Returns the argument of a complex number.

Syntax:

IMARGUMENT(complexnumber)

complexnumber is text representing a complex number, for example as a+bi or a+bj.

IMARGUMENT returns the argument of complexnumber in radians - that is, in a polar representation, the angle relative to the horizontal axis. For a complex number $a + bi = r (cos φ + i s in φ)$ the argument is $φ$ .

Example:

IMARGUMENT("3+3i")

returns 0.785398163397 - that is $\frac{2 π}{8}$ radians.

Application:

Calculating the Phase Angle of Circuit Impedance

Let's consider a simple AC circuit with a resistor and an inductor in series. The impedance of this circuit, which is the total opposition to the flow of current, is a complex number.

The resistance, R, is the real part of the impedance.
The inductive reactance, XL, is the imaginary part of the impedance.

The total impedance, Z, is given by Z=R+jXL. Here, j is used to denote the imaginary unit in electrical engineering (instead of i) to avoid confusion with current.

The phase angle, θ, of the impedance tells us the phase difference between the voltage across the circuit and the current flowing through it.
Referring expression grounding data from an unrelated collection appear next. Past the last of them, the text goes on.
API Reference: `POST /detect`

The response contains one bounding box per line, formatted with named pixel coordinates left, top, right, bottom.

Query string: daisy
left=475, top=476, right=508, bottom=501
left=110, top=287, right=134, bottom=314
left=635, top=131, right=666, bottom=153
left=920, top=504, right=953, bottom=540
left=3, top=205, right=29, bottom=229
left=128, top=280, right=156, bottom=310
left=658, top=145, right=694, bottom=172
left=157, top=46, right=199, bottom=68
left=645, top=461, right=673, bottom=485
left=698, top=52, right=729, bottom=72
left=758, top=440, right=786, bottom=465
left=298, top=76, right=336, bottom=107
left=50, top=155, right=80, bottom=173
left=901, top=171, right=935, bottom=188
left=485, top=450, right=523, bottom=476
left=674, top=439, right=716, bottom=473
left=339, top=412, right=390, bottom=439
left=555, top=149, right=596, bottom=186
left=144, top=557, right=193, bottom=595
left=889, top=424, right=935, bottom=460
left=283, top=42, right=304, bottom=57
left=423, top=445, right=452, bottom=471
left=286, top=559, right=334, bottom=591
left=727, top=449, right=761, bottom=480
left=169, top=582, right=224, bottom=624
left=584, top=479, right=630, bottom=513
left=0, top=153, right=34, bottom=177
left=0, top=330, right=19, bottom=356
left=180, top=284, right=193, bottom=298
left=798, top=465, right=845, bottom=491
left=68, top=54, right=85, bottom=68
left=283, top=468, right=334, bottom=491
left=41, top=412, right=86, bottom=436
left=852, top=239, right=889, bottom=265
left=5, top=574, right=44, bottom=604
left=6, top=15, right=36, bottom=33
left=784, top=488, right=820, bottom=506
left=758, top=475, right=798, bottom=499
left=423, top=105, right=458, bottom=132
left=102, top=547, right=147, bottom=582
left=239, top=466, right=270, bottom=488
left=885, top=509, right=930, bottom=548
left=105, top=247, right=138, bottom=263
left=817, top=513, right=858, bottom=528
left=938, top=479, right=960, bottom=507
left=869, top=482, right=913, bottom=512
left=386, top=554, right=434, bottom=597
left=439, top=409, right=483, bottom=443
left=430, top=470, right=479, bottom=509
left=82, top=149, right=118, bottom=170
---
We can find this angle using the IMARGUMENT function.

Let's say we have a circuit with the following values:

Resistance (R): 30 ohms
Inductive Reactance (XL): 40 ohms

The complex impedance, Z, is 30+40j.

The formula would be IMARGUMENT("30+40i").

Here's how a table would look:

	Circuit Component	Value (ohms)	Complex Number Representation	IMARGUMENT Formula	Result (radians)	Result (degrees)
	A	B	C	D	E	F
1	Resistance (R)	30	30	IMARGUMENT("30")	0.0000	0.00°
2	Inductive Reactance (XL)	40	40i	IMARGUMENT("40i")	1.5708	90.00°
3	Total Impedance (Z)		30+40i	IMARGUMENT("30+40i")	0.9273	53.13°

Analysis of the Results

Resistance: The impedance is purely real (30 + 0i), so the phase angle is 0. This makes sense because voltage and current are in phase for a resistor.
Inductive Reactance: The impedance is purely imaginary (0 + 40i), so the phase angle is approximately 1.5708 radians or 90°. This is a fundamental property of inductors: the voltage leads the current by 90°.
Total Impedance: The total impedance is a combination of both. The IMARGUMENT function calculates the phase angle of 0.9273 radians (or 53.13°). This tells us that in this specific series R-L circuit, the voltage leads the current by a phase angle of 53.13°. This information is vital for power calculations and for designing the circuit to operate correctly at a given frequency.